A l’issue de premières expérimentations dans le cadre d’un axe de travail du labex Innovation et territoires de montagne consacré à la recherche de nature collaborative[1], s’est imposée la nécessité de mettre en place un espace partenarial de recherche entre le CPIE-Vercors, le PNR du Vercors, la DRAC Rhône-Alpes, la Maison du patrimoine oral de Bourgogne, le PNR Morvan et les chercheurs. L’objectif est ici de produire des connaissances sur et avec le territoire et ses habitants autant que d’interroger les pratiques et les représentations au sein des institutions menant des politiques culturelles et/ou environnementales dans un espace labellisé « rural » et « de montagne ». Le post-doctorat s’inscrit dans ce cadre partenarial et sa mission sera conduite en interaction étroite avec un comité de pilotage composé des différents partenaires de la recherche action collaborative. La mission du post-doct, portera sur le territoire du Vercors. A terme, le dispositif consistera à mettre en place une recherche action collaborative similaire dans le Parc régional du Morvan (2014-2015).

Attendus :

La recherche à mener porte sur les formes d’attachements au territoire du PNR-Vercors, mobilisant notamment les modalités de “présence (et/ou absence) du passé”. On considérera tout particulièrement les articulations nature/culture et patrimonialisation/innovation dans les formes d’attachement identifiées.

A titre indicatif, quelques pistes de questionnement peuvent ici être déclinées sur deux axes :

–        L’analyse des récits unificateurs de ce territoire, de leur transmission, de leur évolution, voire de leur disparition sera un axe privilégié. Il conviendra ici d’identifier les différentes manières de raconter le Vercors,  de mettre en scène ou non l'”authenticité rurale” (Boltanski-Chiapello) autant du côté institutionnel, que du côté des professionels de l’accueil, du tourisme, que du côté des populations. Quelle place occupe les récits collectifs mobilisant le passé (« Vertacomicoriens » (peuple pré-latin quelque peu mythifié), Protestantisme, Résistance, climatisme, Jeux Olympiques…) dans la définition de ses liens avec le lieu de vie ? Quelles mémoires collectives se construisent en lien avec le territoire ? Et dans quelle mesure, de nouveaux récits unificateurs émergent-ils en continuité ou en rupture avec les “grands récits” institués?
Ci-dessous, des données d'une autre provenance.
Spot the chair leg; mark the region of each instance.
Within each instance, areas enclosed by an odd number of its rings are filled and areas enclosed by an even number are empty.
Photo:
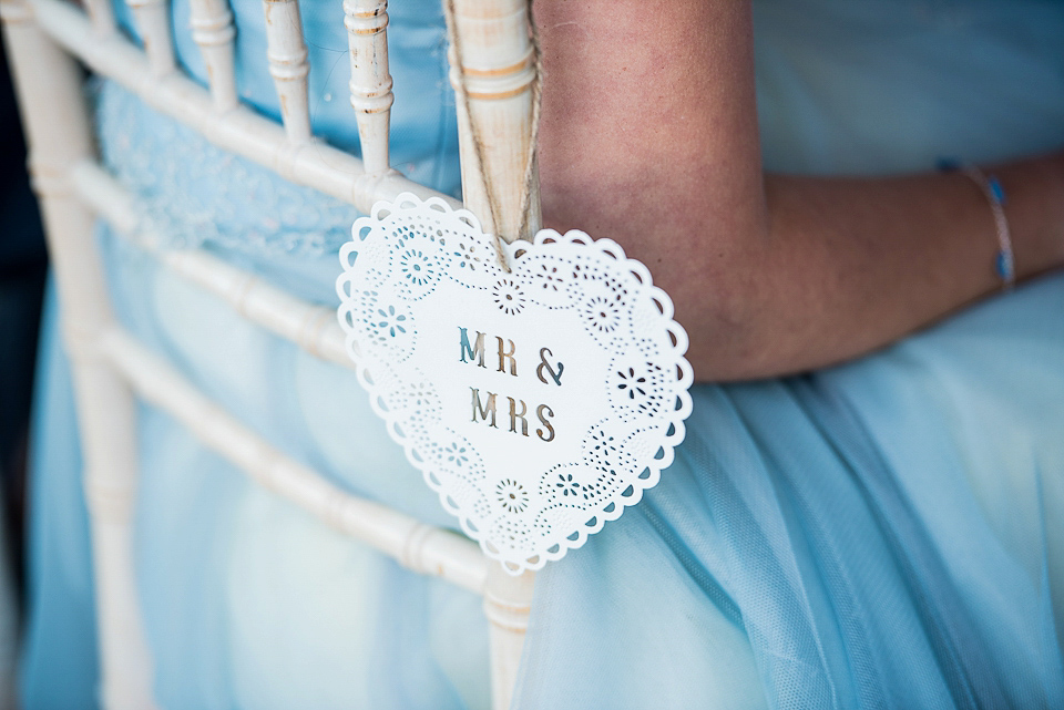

–        En lien avec le premier axe, une attention particulière sera accordée aux espaces de sociabilité et de mobilisations politiques. Comment se construit un territoire en tension entre attachement local qui peut amener une certaine forme de repli communautaire et engagement dans des collectifs d’habitants, enfermement et distanciation basée sur le choix du lieu de vie (Debroux), voire extériorité pour des résidents « en sursis »  (Sencébé)  Quelles formes de mobilisations politiques et culturelles, institutionnalisées ou non, ont émergé, aux côtés des organisations citoyennes et professionnelles aujourd’hui fragilisées (Fédération des Amis et Usagers du Parc et professionnels, Association pour la Promotion de l’agriculture dans le Parc, etc.) ?  Qu’en est-il encore des formes de participation mises en place dans le Vercors? Ce faisant, il s’agirait d’être attentif aux zones d’ombre, aux lieux du silence et aux « sans voix » : interroger les processus de « désaffiliation sociale » (Castel) voire d’exclusion (retrait des lieux de sociabilité publique).

L’analyse de type qualitatif s’appuiera sur une enquête multi-sites, permettant d’explorer la gamme des espaces distinctifs propres au territoire du PNR-Vercors.

Le candidat sera amené à établir un protocole d’enquête qui soit transposable ensuite sur un autre terrain (PNR-Morvan et autres espaces protégés), pour permettre une analyse comparative des résultats et des processus de changement.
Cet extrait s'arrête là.